If there is a difference between Conjugal Rites and the umpteen other sitcoms about conjugal rites that have been and gone, it is that it fearlessly avoids throwing punchlines at you every second. In a split-screen device that crops up in every episode, Barry and Gen utter to themselves private thoughts about each other, and for once your lack of laughter is solicited. Barry: 'Surely she knows I'll provide for her in her old age.' Gen: 'I'll have to live on a pittance; I can't believe he's let me down like this.' That sort of thing. The fearlessness, though, is misplaced, because for the device to work you need to be interested enough in the characters not to crave entertainment every time they open their mouths. It might work in Drop the Dead Donkey, but this is just a case of drop the dead comedy. It stinks.

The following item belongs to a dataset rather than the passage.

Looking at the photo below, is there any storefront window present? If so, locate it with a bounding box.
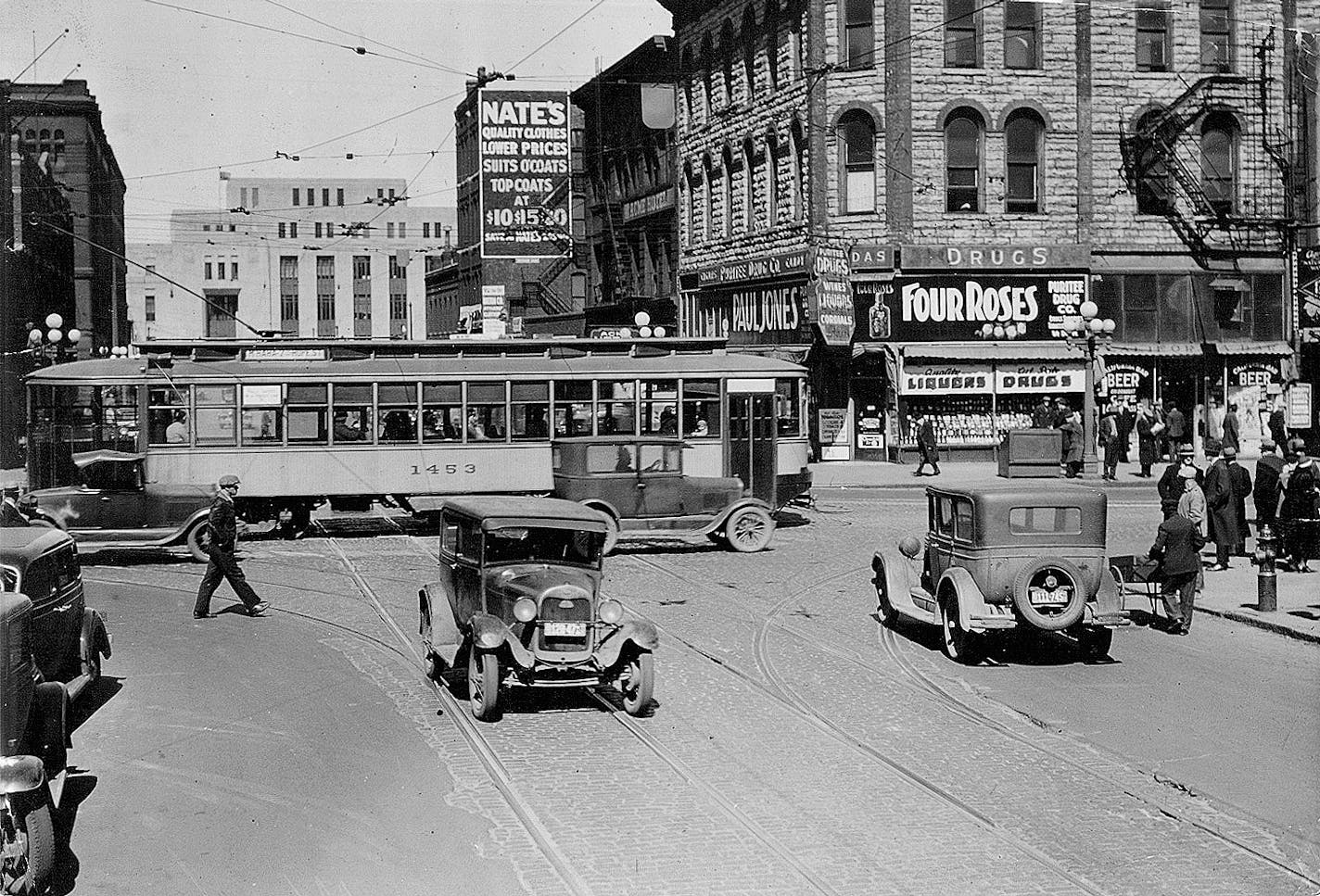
[421,383,463,442]
[641,380,679,435]
[193,385,237,445]
[682,380,719,438]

Danger Theatre (BBC 2), a late-night curio from the States, provides an object lesson in taking a caricature and making it just that little bit more fantastical. Each week Robert Vaughn, seen earlier in the evening spoofing the spy genre in The Man from UNCLE (BBC 2), presents two engagingly ridiculous sketches that spoof the western series and the Hawaiian cop show. In the first, we met the Searcher, an idiot on a motorbike who survives fatal accidents roughly every third frame; he's what you'd get if you crossed Clint Eastwood with Frank Spencer. He's not the funniest creation on television, but at least he's a creation.

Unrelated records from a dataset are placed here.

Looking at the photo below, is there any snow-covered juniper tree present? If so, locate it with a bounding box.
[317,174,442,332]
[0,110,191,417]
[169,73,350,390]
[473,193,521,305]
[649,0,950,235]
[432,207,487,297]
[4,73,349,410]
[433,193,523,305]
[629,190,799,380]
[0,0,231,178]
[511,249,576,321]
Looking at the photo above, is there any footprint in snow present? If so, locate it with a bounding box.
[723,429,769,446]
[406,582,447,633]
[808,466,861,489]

For a reality check you had to go to A Skirt through History (BBC 2), which last night got round to the suffragettes, who wrapped bricks in brown paper and hurled them at important windows. The restrictions placed on this series are much greater than those on a sitcom - the characters are mostly sedentary and the sets are Spartan - but thanks to the original writings of the subjects, the sense of space is impressive and the dramatic tension acute. 'I don't think Mrs Pankhurst had played ball games in her youth,' commented the composer Ethel Smyth (played with stiff back and ramrod eyes by Paola Dionisotti) when the brick thrown by the movement's leaderene missed the window of Number 10 by quite a distance. Now there's real comedy for you.